Re: "Obama, Kimmel kill at Correspondents' Dinner," April 30

Thinking that he was being funny at the White House Correspondents' Dinner, President Obama said that he had one degree from Harvard, while Mitt Romney had two. Therefore, the president quipped, Romney was being a snob.

Of course, it was Rick Santorum -- not Romney -- who said that touting one's college education was being snobbish. Obama "missed it by that much."

But the media personalities and celebrities who fawn over our president were oblivious of the fact that President Obama's aim wasfarcically off.

Nathan Dodell

Rockville

Free markets include free movement of labor

Re: "Immigration declines but enforcement needed," April 27

It's a good thing that Byron York writes about politics, because he seems not to care at all about the economic implications of America's immigration restrictions.

York notes that illegal immigration from Mexico has declined steeply, but he laments that "at some point, the American economy will improve.

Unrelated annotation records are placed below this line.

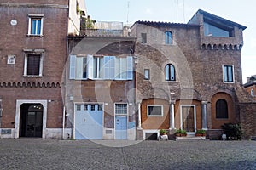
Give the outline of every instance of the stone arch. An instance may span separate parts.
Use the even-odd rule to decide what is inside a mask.
[[[227,103],[228,107],[228,117],[226,118],[218,118],[217,116],[217,102],[219,99],[224,99]],[[211,99],[211,115],[212,115],[212,129],[221,129],[221,126],[224,123],[236,122],[236,109],[234,99],[231,95],[225,92],[218,92],[213,94]]]
[[[202,98],[201,94],[197,90],[191,88],[187,88],[181,89],[178,99],[195,99],[201,101]]]

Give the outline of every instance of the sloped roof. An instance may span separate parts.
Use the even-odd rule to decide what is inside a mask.
[[[238,28],[241,28],[242,30],[245,30],[247,28],[247,26],[242,26],[236,22],[233,22],[233,21],[226,20],[224,18],[217,16],[215,14],[212,14],[206,12],[204,10],[201,10],[201,9],[199,9],[195,14],[197,14],[197,13],[203,14],[204,20],[211,20],[211,21],[212,21],[214,23],[218,23],[219,25],[224,25],[225,26],[230,26],[230,28],[234,27],[234,26],[237,26]]]
[[[160,21],[145,21],[145,20],[137,20],[136,24],[143,24],[150,26],[177,26],[177,27],[198,27],[199,25],[190,25],[190,24],[183,24],[183,23],[173,23],[173,22],[160,22]],[[132,27],[131,26],[131,27]]]

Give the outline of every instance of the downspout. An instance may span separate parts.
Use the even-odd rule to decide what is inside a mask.
[[[66,112],[66,108],[65,105],[63,106],[63,122],[62,122],[62,139],[65,139],[65,112]]]

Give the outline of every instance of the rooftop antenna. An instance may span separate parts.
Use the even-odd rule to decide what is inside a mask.
[[[127,2],[127,25],[129,23],[129,8],[130,8],[130,1]]]
[[[178,0],[176,0],[176,20],[177,22]]]
[[[184,23],[186,23],[186,20],[185,20],[185,0],[183,0],[183,20],[184,20]]]

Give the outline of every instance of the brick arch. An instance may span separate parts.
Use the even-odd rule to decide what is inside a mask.
[[[216,102],[218,99],[224,99],[228,105],[228,118],[218,119],[216,118]],[[211,99],[211,112],[212,112],[212,128],[221,129],[221,125],[224,123],[236,122],[236,110],[234,99],[231,95],[224,92],[218,92],[215,94]]]

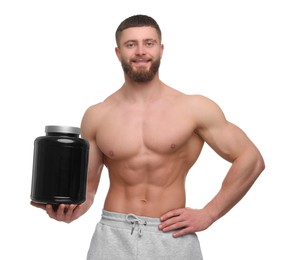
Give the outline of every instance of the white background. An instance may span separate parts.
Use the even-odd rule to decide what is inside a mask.
[[[168,85],[217,102],[261,150],[266,169],[225,217],[198,233],[205,260],[286,259],[286,8],[278,0],[0,3],[1,259],[85,259],[108,188],[71,224],[30,206],[33,142],[49,124],[79,126],[123,83],[114,32],[133,14],[163,33]],[[189,173],[188,206],[212,198],[229,167],[207,147]]]

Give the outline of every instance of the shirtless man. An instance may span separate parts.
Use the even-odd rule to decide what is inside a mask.
[[[217,104],[159,79],[164,46],[151,17],[127,18],[116,42],[125,82],[89,107],[81,124],[90,144],[86,202],[60,205],[56,212],[51,205],[32,205],[59,221],[77,219],[92,205],[106,166],[110,188],[88,259],[202,259],[196,232],[243,198],[264,170],[263,158]],[[205,207],[187,208],[185,179],[205,142],[231,167]]]

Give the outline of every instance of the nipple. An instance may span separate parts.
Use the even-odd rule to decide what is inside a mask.
[[[175,145],[175,144],[171,144],[170,148],[171,148],[172,150],[174,150],[174,149],[176,148],[176,145]]]

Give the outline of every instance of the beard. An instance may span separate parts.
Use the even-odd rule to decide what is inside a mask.
[[[150,69],[145,67],[133,69],[132,66],[125,60],[121,60],[121,66],[125,74],[135,82],[144,83],[151,81],[159,70],[161,59],[152,62]]]

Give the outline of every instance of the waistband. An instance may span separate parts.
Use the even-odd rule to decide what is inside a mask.
[[[137,216],[133,213],[123,214],[103,210],[100,223],[115,228],[129,229],[131,235],[136,231],[141,236],[143,230],[162,233],[159,229],[159,224],[161,223],[159,218]]]

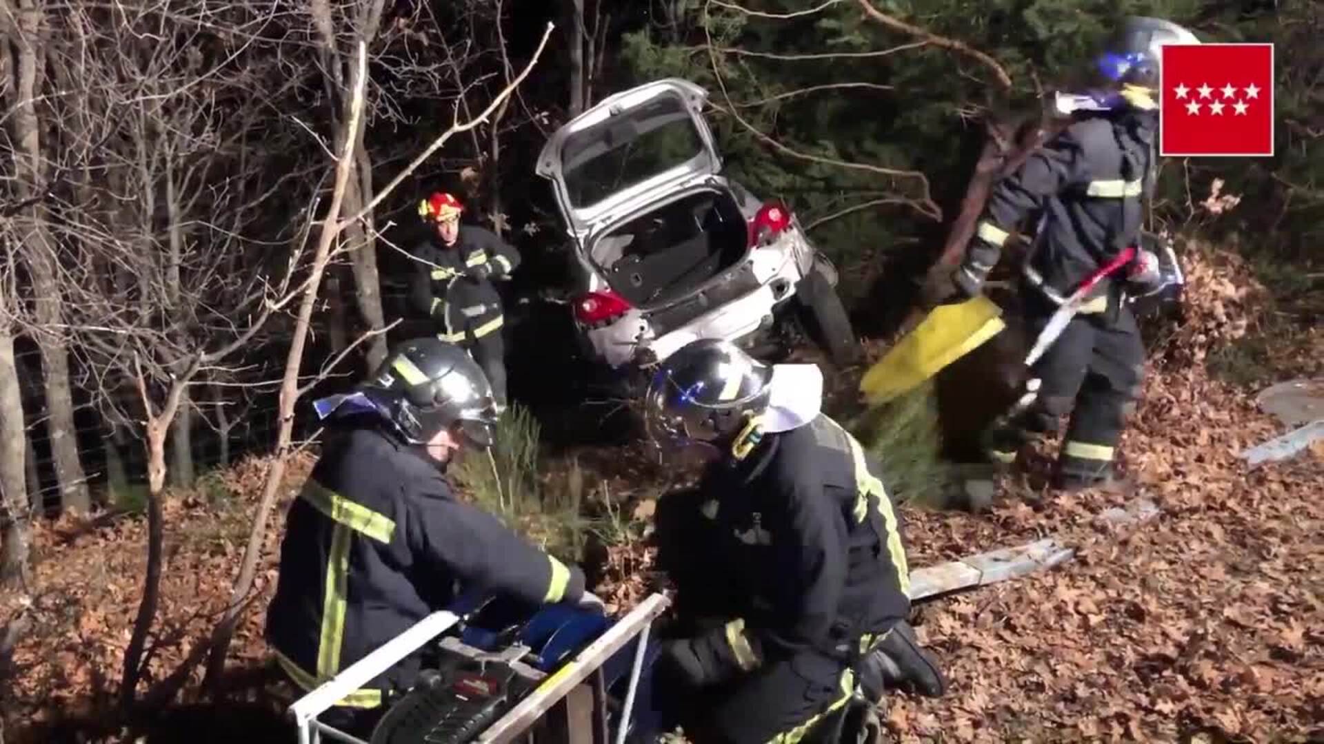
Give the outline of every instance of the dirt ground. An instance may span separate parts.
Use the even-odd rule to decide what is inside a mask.
[[[898,740],[1324,740],[1324,450],[1254,469],[1237,457],[1286,430],[1256,410],[1254,391],[1211,377],[1204,364],[1210,349],[1255,331],[1247,319],[1256,290],[1237,262],[1196,263],[1188,277],[1198,310],[1152,346],[1121,447],[1136,482],[1129,498],[1155,502],[1156,519],[1107,527],[1098,515],[1124,496],[1043,492],[1034,471],[1051,454],[1046,446],[1023,453],[1029,474],[1005,478],[1005,500],[990,512],[904,510],[912,567],[1047,535],[1078,555],[1041,575],[916,606],[916,628],[951,691],[937,700],[890,699],[886,721]],[[1298,342],[1280,349],[1282,379],[1319,376],[1319,330]],[[144,690],[205,638],[224,604],[262,465],[244,463],[168,500],[163,602]],[[293,469],[278,518],[307,466]],[[279,519],[273,527],[258,596],[232,649],[230,702],[216,708],[187,690],[148,741],[275,736],[289,691],[261,671]],[[0,741],[102,740],[115,732],[89,721],[105,721],[114,700],[140,592],[144,524],[65,519],[40,526],[34,543],[34,588],[0,594],[0,618],[28,625],[0,663]],[[606,557],[598,590],[628,605],[643,592],[650,555],[636,544]]]

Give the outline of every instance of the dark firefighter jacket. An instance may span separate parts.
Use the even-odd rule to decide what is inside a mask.
[[[828,416],[765,434],[745,459],[711,469],[700,494],[743,610],[726,628],[741,669],[801,651],[853,661],[910,610],[891,498]]]
[[[1033,214],[1041,228],[1030,266],[1070,295],[1139,241],[1144,199],[1153,188],[1156,131],[1157,114],[1133,107],[1068,124],[993,187],[960,270],[982,282],[1009,233]],[[1106,310],[1119,279],[1121,273],[1099,282],[1080,311]]]
[[[290,506],[266,638],[314,688],[459,593],[579,601],[584,576],[457,500],[441,471],[373,428],[336,432]],[[339,704],[376,707],[417,674],[406,658]]]
[[[410,294],[414,307],[437,320],[440,338],[463,342],[466,328],[475,339],[502,327],[500,295],[491,279],[506,279],[519,266],[519,253],[496,233],[478,225],[459,225],[451,246],[436,237],[414,249]]]

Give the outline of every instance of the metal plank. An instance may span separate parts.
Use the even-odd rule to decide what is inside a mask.
[[[299,739],[306,740],[308,721],[340,702],[342,698],[371,682],[392,665],[409,655],[414,649],[432,641],[444,630],[458,622],[450,612],[434,612],[420,620],[408,630],[387,641],[377,650],[354,662],[315,690],[303,695],[290,706],[289,711],[299,727]]]
[[[532,725],[557,700],[563,699],[580,682],[588,678],[596,669],[602,666],[608,658],[621,650],[630,639],[647,631],[653,620],[662,614],[670,601],[662,594],[650,594],[636,605],[629,614],[622,617],[606,633],[598,635],[573,659],[565,662],[561,669],[548,676],[523,700],[515,704],[500,719],[487,727],[478,741],[491,744],[504,744],[512,741],[520,732]],[[638,659],[636,659],[638,661]]]
[[[1324,418],[1255,445],[1241,453],[1241,457],[1254,467],[1267,461],[1287,459],[1315,443],[1316,440],[1324,440]]]
[[[1139,499],[1125,508],[1110,508],[1099,518],[1112,524],[1136,524],[1158,516],[1158,506],[1149,499]],[[1009,579],[1019,579],[1063,564],[1075,556],[1075,549],[1054,537],[1045,537],[1014,548],[1000,548],[965,556],[960,560],[919,568],[911,572],[911,601],[945,594],[957,589],[985,586]]]

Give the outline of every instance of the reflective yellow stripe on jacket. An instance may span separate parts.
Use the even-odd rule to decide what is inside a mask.
[[[1084,188],[1084,193],[1086,196],[1095,196],[1099,199],[1125,199],[1128,196],[1140,196],[1141,184],[1140,181],[1106,179],[1090,181],[1090,185]]]
[[[744,671],[751,671],[756,669],[761,661],[759,655],[753,653],[753,645],[749,643],[749,637],[744,631],[744,618],[737,617],[727,624],[727,645],[731,646],[731,653],[736,658],[736,663]]]
[[[478,326],[477,328],[474,328],[474,338],[475,339],[481,339],[481,338],[486,336],[487,334],[495,331],[496,328],[500,328],[504,324],[506,324],[506,316],[504,315],[498,315],[496,318],[493,318],[491,320],[489,320],[489,322],[483,323],[482,326]],[[441,339],[441,340],[444,340],[444,342],[457,343],[457,342],[462,342],[462,340],[467,339],[469,334],[466,334],[465,331],[455,331],[453,334],[437,334],[437,338]]]
[[[785,731],[782,733],[773,736],[769,744],[797,744],[801,739],[805,737],[806,733],[809,733],[809,729],[812,729],[818,721],[839,711],[847,702],[850,702],[850,696],[854,694],[854,691],[855,691],[855,673],[853,673],[850,669],[846,669],[845,671],[841,673],[841,695],[835,700],[833,700],[830,706],[828,706],[828,710],[813,716],[812,719],[797,725],[796,728],[792,728],[790,731]]]
[[[892,500],[887,496],[887,488],[883,487],[883,482],[869,471],[865,450],[855,441],[855,437],[842,429],[841,425],[837,425],[837,429],[850,442],[851,459],[855,462],[855,490],[858,491],[855,496],[855,520],[863,522],[869,515],[869,496],[878,498],[878,514],[883,518],[883,530],[887,532],[883,536],[887,541],[887,555],[891,556],[892,565],[896,567],[896,580],[900,582],[902,593],[908,597],[910,567],[906,564],[906,548],[902,545],[900,527],[896,522],[896,514],[892,511]]]
[[[307,673],[303,673],[303,670],[298,670],[298,667],[295,667],[295,670],[303,674],[305,680],[312,682],[312,687],[315,687],[316,684],[331,679],[338,671],[340,671],[340,647],[344,642],[344,616],[348,606],[350,548],[352,547],[354,535],[359,534],[379,543],[391,543],[391,537],[396,531],[396,523],[389,516],[347,499],[327,488],[322,483],[318,483],[312,478],[308,478],[305,483],[303,490],[299,492],[299,498],[308,502],[314,508],[335,523],[331,532],[331,549],[327,555],[326,586],[322,601],[322,631],[318,641],[316,676],[314,678],[312,675],[308,675]],[[286,662],[289,659],[286,659]],[[293,665],[282,663],[282,666]],[[286,669],[286,671],[298,682],[295,671],[291,671],[290,669]],[[307,687],[302,682],[301,686]],[[307,688],[311,690],[311,687]],[[357,699],[360,702],[369,700],[369,692],[372,691],[360,690],[350,698],[359,695]],[[376,702],[372,702],[371,704],[363,703],[363,706],[372,707],[380,704],[380,692],[377,692],[375,700]]]
[[[294,663],[290,659],[290,657],[286,657],[281,651],[275,651],[275,662],[281,665],[281,669],[285,670],[285,674],[290,675],[290,679],[293,679],[295,684],[298,684],[307,692],[316,690],[327,679],[331,679],[330,676],[327,676],[326,679],[318,679],[316,676],[305,671],[302,667],[299,667],[299,665]],[[346,706],[350,708],[376,708],[377,706],[381,704],[381,690],[372,690],[369,687],[363,687],[355,690],[354,692],[350,692],[344,698],[340,698],[335,704]]]

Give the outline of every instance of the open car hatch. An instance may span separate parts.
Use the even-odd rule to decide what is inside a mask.
[[[703,119],[708,93],[665,78],[604,98],[560,127],[538,156],[580,249],[624,208],[722,169]]]

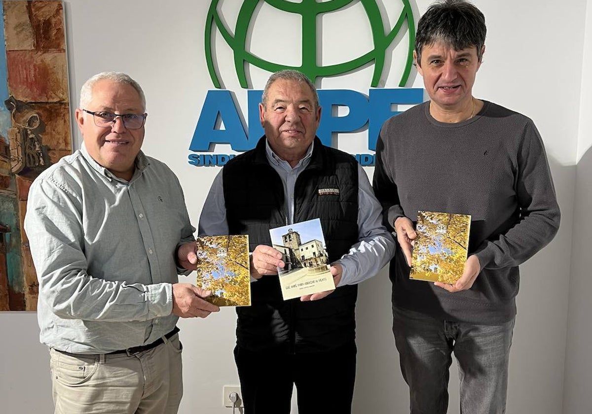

What happens then? If the U.S. becomes a more attractive job market, and the government eases up on border security and workplace enforcement, illegal immigration will rise again."

American businesses and the consumers who rely on them need a reliable, legal way to hire the workers they require. Illegal immigration is so attractive because America's system for legal immigration is broken. Instead of offering solutions, York uncritically quotes Mark Krikorian, head of the anti-immigration Center for Immigration Studies, which endorses policies that would exacerbate illegality by driving more immigrant workers underground, forcing legal labor shortages in a recovering economy.

Unfortunately, for too many conservatives, their professed commitment to free markets doesn't seem to extend to the labor market.

Ivan Osorio

Editorial director.

Competitive Enterprise Institute

Washington

Board members get the money, we get the sacrifice

According to the "Arlington County Board Adopts FY 2013 Budget," available on the Arlington County government website, the county board raised our taxes at its meeting on April 21st. At that same meeting, members of the board raised their own pay.

I am troubled by this. It is not proper to place an extra tax burden on your constituents when a portion of the extra money will be used to give yourself a pay raise.

I do not begrudge the 2.8 percent average increase in pay for county employees, but being on a fixed income myself and unable to give myself a pay raise, I am outraged that my county board members are using their power of taxation to extract more money from me to reward themselves.

Whatever happened to the call from our political leaders for "shared sacrifice of the burden of government"? Where is the burden sharing when board members give themselves a pay raise, but give us the sacrifice by raising our taxes?